Page 46 of Sinister Intentions

Holding her in my arms felt simply amazing as if she was made to be there and as if I was born to hold her.

Oh, no. I straightened and swept my hair back.

Jemma Donnelly might’ve overreacted, been weak like a baby, but then, there was the other side of her, the fierce, defiant woman who had the audacity to challenge me—had the guts to invade my privacy by following me.

As if she hadn’t done enough already.

So what if a part of me admired her boldness, both with the hacking and the way she stood up to me? I could despise her and think she was one interesting woman.

Girl. Fuck.

She was twenty-one. Barely still a teenager playing a dangerous game, one that could have severe consequences if she wasn’t careful—which she obviously wasn’t.

How did she even survive until now? And why didn’t Donnelly have tighter control over her if she was such a reckless mess?

I should give Matt a heads-up about his soon-to-be bride’s tendencies toward self-destruction.

So why did I bring her here? Why did I undress her? And why was I even thinking about her?

And yet, despite all the reasons, despite the warning bells blaring in my mind, I couldn’t deny the undeniable pull I felt towards her.

Somehow, her unpolished, raw personality was more interesting to me than any of the pretentious socialites—who usually fawned over me—could ever be.

And it wasn’t just physical attraction. Because, let’s be real. If I could choose, I wouldn’t take a woman with a bright green punk haircut who, all wet, looked like a drowned rat. And yet, her punk-rock appearance and soaked clothes did little to diminish her allure. On the contrary.

In jeans and a tee, and with her slim figure, she looked more like a boy than a girl.

A boy…with green hair.

I hadn’t thought about the incident in Dublin for a while, but suddenly, it all became painfully clear.

When we watched Fee jump out of that window to escape from her father’s house, a boy with green hair stood in that window, watching her, helping her.

Only it hadn’t been a boy. It had been Jemma—without her signature ball cap and wig.

Fuck me.

I narrowed my brows. She was like a cyclone, creating nothing but disaster and chaos wherever she appeared. She should come with her own pre-warning system.
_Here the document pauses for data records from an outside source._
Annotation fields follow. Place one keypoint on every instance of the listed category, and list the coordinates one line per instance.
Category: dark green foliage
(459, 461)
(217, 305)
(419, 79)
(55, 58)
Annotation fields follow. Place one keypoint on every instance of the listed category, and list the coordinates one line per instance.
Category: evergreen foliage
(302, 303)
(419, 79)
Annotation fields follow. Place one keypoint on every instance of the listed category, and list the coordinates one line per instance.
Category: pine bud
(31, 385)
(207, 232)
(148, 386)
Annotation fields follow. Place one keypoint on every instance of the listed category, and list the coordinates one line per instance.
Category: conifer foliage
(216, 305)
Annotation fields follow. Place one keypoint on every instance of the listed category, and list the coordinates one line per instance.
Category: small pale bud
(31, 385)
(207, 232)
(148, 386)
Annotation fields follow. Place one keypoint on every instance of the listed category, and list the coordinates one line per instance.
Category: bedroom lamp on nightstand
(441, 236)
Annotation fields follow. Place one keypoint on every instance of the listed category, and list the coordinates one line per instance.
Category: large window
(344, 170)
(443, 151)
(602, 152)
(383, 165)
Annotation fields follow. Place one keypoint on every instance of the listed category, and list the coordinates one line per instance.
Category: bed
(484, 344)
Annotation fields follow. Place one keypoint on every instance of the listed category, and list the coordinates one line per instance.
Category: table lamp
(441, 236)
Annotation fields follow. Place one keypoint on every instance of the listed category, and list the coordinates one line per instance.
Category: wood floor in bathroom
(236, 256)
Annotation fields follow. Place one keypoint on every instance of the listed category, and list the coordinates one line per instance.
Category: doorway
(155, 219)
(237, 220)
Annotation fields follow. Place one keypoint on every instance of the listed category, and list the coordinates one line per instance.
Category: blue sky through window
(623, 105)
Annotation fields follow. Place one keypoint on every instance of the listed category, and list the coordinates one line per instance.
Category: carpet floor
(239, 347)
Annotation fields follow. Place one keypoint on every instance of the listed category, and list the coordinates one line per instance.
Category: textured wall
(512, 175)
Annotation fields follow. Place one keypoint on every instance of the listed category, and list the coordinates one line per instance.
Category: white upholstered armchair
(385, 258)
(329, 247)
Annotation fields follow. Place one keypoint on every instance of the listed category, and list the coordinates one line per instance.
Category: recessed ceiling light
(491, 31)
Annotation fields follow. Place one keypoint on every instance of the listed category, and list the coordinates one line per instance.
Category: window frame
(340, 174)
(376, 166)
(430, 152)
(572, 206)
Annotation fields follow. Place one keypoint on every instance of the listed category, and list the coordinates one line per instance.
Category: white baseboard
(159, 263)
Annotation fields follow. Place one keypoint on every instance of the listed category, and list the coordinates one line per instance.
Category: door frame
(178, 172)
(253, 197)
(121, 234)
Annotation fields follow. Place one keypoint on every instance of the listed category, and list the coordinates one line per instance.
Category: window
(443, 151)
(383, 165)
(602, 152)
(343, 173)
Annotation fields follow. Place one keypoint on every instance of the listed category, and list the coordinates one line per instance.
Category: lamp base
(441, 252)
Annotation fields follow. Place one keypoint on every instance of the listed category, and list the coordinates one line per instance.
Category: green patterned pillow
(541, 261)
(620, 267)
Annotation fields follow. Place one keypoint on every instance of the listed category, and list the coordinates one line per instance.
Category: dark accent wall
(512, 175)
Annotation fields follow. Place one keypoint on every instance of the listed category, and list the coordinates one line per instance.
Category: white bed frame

I shook my head. And here, I thought she was just like all the other spoiled mob princesses. Shallow, boring, without color. But there was a depth to this girl, a complexity that intrigued me, that made me want to unravel all the mysteries she hid under her ridiculous wig and ball cap.

I gripped the tiled wall, letting the water cascade over me as I wrestled with these warring thoughts.

On one hand, she represented a threat, a potential weakness that could compromise everything I’d built. On the other, she was like a puzzle I couldn’t resist.

Unbidden images of her flooded my mind. How weak and scared she’s been bound to that chair; her drenched clothing clinging to her slim frame when we got out of the pool, such a contrast to her defiant glare over her shoulder; the curve of her long neck under the shower.

Her buttery-soft skin.

I cursed under my breath as I felt the familiar stirrings of desire, and my dick stirred and hardened.

Gritting my teeth, I forced myself to focus, to regain control.

She was a girl; soon enough she would be my sister-in-law. I had no business feeling anything when it came to Jemma Donnelly. I had no business even thinking about her and especially not being intrigued by her…or turned on by her personality or her body.

I should definitely not be turned on by her.

And yet. I groaned while I cupped my hand around my balls before I wrapped it around my dick.